DeRenzi: There were many musicologists and theoreticians who did not have a very positive view of Puccini. I used the word great above to describe his music, which I think it is. However, his music was never studied in conservatories. The people who decided what was to be studied in American universities were more inclined toward German music. Their system of theory was built around Bach, Mozart and Beethoven, as well as Schoenberg and Berg. There is no question as to their greatness and importance, but Puccini’s operas are also great and have survived because people took his music to heart and his operas were never out of the repertoire. I still think he’s not given enough credit. For instance, his orchestration should be studied in conservatories, because it is brilliant.
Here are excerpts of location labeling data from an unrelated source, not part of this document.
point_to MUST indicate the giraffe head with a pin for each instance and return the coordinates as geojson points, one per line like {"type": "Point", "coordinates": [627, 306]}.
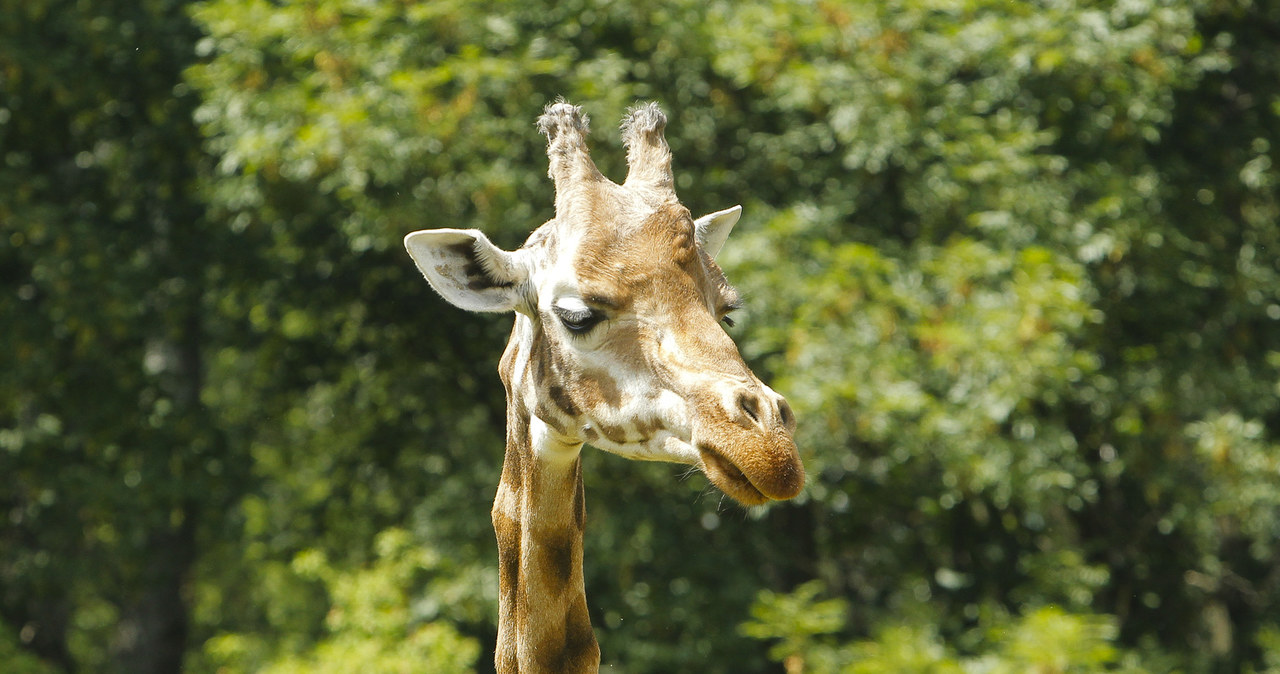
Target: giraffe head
{"type": "Point", "coordinates": [618, 301]}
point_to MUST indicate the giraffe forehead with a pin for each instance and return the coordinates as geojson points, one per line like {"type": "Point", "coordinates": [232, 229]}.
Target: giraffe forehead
{"type": "Point", "coordinates": [656, 256]}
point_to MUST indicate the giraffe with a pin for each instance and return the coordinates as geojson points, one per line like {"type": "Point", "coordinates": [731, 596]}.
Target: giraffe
{"type": "Point", "coordinates": [616, 343]}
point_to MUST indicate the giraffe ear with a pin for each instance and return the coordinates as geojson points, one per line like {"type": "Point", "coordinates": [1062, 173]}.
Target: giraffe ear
{"type": "Point", "coordinates": [714, 228]}
{"type": "Point", "coordinates": [467, 270]}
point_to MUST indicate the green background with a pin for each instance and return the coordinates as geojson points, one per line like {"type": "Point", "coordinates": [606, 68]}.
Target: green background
{"type": "Point", "coordinates": [1015, 265]}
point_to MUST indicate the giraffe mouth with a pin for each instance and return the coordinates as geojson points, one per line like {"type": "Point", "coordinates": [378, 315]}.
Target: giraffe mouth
{"type": "Point", "coordinates": [728, 477]}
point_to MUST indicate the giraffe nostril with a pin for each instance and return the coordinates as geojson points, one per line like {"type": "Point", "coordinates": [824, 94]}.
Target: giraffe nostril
{"type": "Point", "coordinates": [786, 416]}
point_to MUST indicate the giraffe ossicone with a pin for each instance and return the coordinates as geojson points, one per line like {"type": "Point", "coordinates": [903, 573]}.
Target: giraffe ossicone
{"type": "Point", "coordinates": [617, 343]}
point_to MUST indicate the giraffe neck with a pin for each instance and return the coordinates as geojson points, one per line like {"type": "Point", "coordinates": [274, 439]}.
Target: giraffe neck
{"type": "Point", "coordinates": [538, 516]}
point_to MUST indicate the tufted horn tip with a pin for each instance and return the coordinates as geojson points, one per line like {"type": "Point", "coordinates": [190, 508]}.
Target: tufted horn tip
{"type": "Point", "coordinates": [641, 120]}
{"type": "Point", "coordinates": [562, 115]}
{"type": "Point", "coordinates": [648, 154]}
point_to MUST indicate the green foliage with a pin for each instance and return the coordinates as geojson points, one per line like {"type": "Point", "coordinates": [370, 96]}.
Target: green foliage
{"type": "Point", "coordinates": [1014, 264]}
{"type": "Point", "coordinates": [380, 618]}
{"type": "Point", "coordinates": [1045, 640]}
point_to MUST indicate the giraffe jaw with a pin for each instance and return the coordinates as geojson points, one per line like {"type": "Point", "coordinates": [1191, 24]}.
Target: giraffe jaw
{"type": "Point", "coordinates": [728, 477]}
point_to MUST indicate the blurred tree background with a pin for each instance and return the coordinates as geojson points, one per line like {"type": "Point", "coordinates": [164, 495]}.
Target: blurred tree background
{"type": "Point", "coordinates": [1016, 265]}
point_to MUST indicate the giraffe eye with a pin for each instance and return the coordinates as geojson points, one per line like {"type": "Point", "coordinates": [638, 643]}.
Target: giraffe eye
{"type": "Point", "coordinates": [577, 320]}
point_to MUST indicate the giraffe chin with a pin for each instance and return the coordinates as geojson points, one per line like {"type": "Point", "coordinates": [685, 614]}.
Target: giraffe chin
{"type": "Point", "coordinates": [730, 478]}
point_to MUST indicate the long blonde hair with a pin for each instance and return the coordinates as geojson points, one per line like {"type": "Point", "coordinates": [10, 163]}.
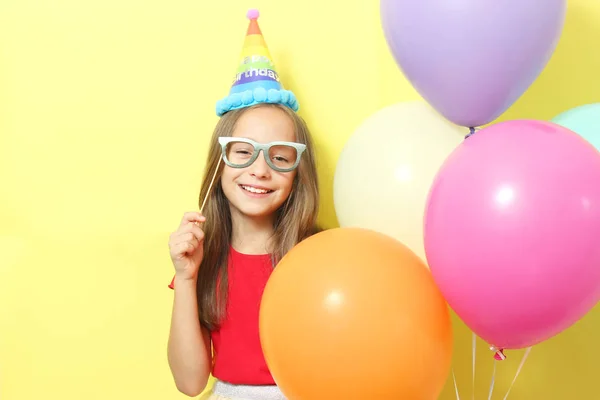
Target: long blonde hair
{"type": "Point", "coordinates": [295, 220]}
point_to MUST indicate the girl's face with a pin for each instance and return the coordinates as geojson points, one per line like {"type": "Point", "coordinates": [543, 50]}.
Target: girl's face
{"type": "Point", "coordinates": [257, 191]}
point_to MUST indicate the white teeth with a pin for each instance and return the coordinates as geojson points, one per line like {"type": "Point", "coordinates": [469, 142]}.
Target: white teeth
{"type": "Point", "coordinates": [254, 190]}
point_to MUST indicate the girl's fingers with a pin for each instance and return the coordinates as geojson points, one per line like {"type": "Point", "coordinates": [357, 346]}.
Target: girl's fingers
{"type": "Point", "coordinates": [194, 229]}
{"type": "Point", "coordinates": [192, 216]}
{"type": "Point", "coordinates": [186, 237]}
{"type": "Point", "coordinates": [183, 248]}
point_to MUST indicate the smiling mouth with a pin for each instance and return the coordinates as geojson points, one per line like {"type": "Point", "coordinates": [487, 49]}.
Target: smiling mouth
{"type": "Point", "coordinates": [255, 190]}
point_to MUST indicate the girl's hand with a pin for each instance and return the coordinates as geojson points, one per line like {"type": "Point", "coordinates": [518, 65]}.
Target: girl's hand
{"type": "Point", "coordinates": [186, 246]}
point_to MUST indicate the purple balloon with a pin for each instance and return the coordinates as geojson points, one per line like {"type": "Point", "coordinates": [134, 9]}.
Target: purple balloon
{"type": "Point", "coordinates": [472, 59]}
{"type": "Point", "coordinates": [512, 231]}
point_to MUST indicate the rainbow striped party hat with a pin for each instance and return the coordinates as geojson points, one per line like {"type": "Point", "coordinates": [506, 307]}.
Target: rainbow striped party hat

Mark Walters and Kara Shay Thomson in Puccini’s Tosca, Sarasota Opera, 2015 Photo by Rod Millington Marina: Do you see a great evolution in his music from Le Villi, his first opera, to Turandot, his last? DeRenzi: I see an evolution, but I don’t know if it’s a great evolution. His evolution happened very slowly and was very much connected to the atmosphere and dramatic needs of the work he was writing. The sounds of the Japanese-themed Madama Butterfly are of necessity different from his next opera La fanciulla del West, which has to express the emotions of the California gold rush. But moving on to La rondine Puccini had to turn toward another musical world. He
knew a lot about his musical contemporaries and studied their works. He went to performances by composers working in very different styles from his own, and that knowledge influenced him, but he was always true to the Italian idea that the voice and melody are primary. Marina: Is there an opera that is closest to your heart? DeRenzi: I think there is a youthfulness in Manon Lescaut that is totally uninhibited, and I love it for that reason. I also saw Manon Lescaut very early on and fell in love with it in my teens. When you get into his middle operas, the way they’re constructed is so beautiful; that musical and dramatic form certainly speaks to me. I find that people who are a little bit apprehensive about La fanciulla del West unfailingly end up thinking it’s one of his best operas when they get to know it. Il tabarro shows us that the sadness of the character is really the sadness of the entire human condition. I guess you can figure out it is hard for me to choose one. I’m glad I don’t have to. Marina: What is significant about this group of singers who will be performing in the Puccini concert? DeRenzi: I was trying to bring together people who’ve been with us for a while, people who are completely new to us and people who have just come to us recently. We have the tenor Rafael Dávila, who’s been performing with Sarasota Opera for 20 years. The soprano Hanna Brammer, who started out as an Apprentice and Studio Artist and has done many various roles with us as a principal singer. Erica Petrocelli (soprano) and Christopher Oglesby (tenor) sang here for the first time last season. And the baritone Jean-Carlos Rodrìguez is debuting with us in this concert. Marina: What makes a good Puccini singer? DeRenzi: The ability to express the text. There’s story being told through the words. That’s why someone like Licia Albanese was such a great Puccini singer even though her voice may not be to everyone’s taste. Every time the emotion of the text changed, she changed her voice. You didn’t need to look at the words to understand what she was saying. Marina: A final thought? DeRenzi: I would have enjoyed spending time with Puccini as a person. I love Verdi, but he was a little austere. There was a sense of formality about him, probably because of his background and the time in which he lived. But not Puccini. In reading his letters I find him very approachable and a person who made friends easily.